In practice, the proposed method is already rather good at recognizing vehicle images in real-world traffic scenes. This is because the proposed method uses images that come directly from the dashboard camera without any image enhancement processes. Based on the evaluation results, the method works very well in several CNN baseline architectures, which bodes well for its practical application. However, in this study, we have not built a computer that can be placed in a car and used as a processing unit to run our proposed method.

7. Conclusions

In this paper, a novel architecture with a multi-task learning approach has been proposed for a highly similar vehicle model. Utilizing the CNN baseline architecture as a feature extractor, a novel architecture is able to produce output for two tasks simultaneously, namely vehicle brand recognition and vehicle model recognition. VGG-16 MT is the proposed architecture with the best performance compared to the other five architectures. The VGG-16 MT reaches an accuracy score of 98.73% for the vehicle brand classification task and 97.69% for the vehicle model classification task. In terms of validity, the VGG-16 MT produces a macro average F1-Score of 0.98 and 0.97 for the vehicle brand and vehicle model classification tasks, respectively. In this study, it is known that Daihatsu is the most difficult brand to classify and Agya–Ayla is the most difficult model pair to classify. Overall, the proposed method has many advantages over the baseline CNN architecture. First, the proposed method improves the CNN’s basic architecture by preventing the network from becoming trapped in a local minimum while it is being trained. Second, the proposed method can deal with unbalanced and highly similar vehicle datasets. It is inevitable that the number of car models in the real world will never be balanced, and some of them look very similar. Last but not least, the proposed method uses a multi-task learning approach to provide a more efficient solution for vehicle brand and vehicle model classification. Multi-task learning allows for the proposed method to perform feature extraction once and then send the results to each branch to perform classification.

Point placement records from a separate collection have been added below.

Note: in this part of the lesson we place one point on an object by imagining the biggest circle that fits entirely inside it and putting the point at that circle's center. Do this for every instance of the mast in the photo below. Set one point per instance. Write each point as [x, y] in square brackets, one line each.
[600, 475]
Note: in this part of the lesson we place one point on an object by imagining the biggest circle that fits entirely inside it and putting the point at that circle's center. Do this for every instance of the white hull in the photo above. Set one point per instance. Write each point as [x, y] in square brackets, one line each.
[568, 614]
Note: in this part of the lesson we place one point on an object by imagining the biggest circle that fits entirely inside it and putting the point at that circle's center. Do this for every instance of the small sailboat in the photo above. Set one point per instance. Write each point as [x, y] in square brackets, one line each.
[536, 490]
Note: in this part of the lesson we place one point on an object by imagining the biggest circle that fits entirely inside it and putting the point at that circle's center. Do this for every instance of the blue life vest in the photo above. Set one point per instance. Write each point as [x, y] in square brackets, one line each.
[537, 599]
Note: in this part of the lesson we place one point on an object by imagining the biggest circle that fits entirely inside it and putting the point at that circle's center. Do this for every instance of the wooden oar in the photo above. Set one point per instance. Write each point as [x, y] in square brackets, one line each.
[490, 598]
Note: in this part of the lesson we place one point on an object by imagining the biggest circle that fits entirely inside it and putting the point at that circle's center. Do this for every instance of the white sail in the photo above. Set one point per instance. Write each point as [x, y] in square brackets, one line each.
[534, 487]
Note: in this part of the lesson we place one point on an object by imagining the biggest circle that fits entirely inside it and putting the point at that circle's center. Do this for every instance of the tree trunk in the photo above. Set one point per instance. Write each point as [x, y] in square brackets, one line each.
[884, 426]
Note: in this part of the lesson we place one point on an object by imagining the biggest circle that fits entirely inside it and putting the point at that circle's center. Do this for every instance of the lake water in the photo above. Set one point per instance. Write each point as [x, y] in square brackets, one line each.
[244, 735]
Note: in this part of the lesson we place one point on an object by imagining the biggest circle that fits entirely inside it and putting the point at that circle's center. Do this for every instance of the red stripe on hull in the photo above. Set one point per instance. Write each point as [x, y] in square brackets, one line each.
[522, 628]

The following aspects are currently the subject of ongoing work: First, we will improve the InaV-Dash dataset by expanding the vehicle model and vehicle brand. Due to the large number of vehicle models and the fact that almost every year the manufacturer launches a facelifted version of the existing vehicle model, we are challenged to implement a database-updating procedure such as the CARUS system [3] at the dataset expansion stage. Although this procedure is derived from mineral classification problems, it can be applied to any classification problem. This procedure will determine whether a new image needs to be added into the dataset after the image is recognized by the classifier. If the new image’s features are significantly distinct from those of the existing images, it will be added to the dataset. This procedure should make it easy to add more data to a dataset and create a feature-rich image dataset. Second, we will create a system that combines the proposed method with online training and prediction capabilities using input in the form of a video stream from the dashboard camera. This improvement will bring the proposed method closer to its practical application.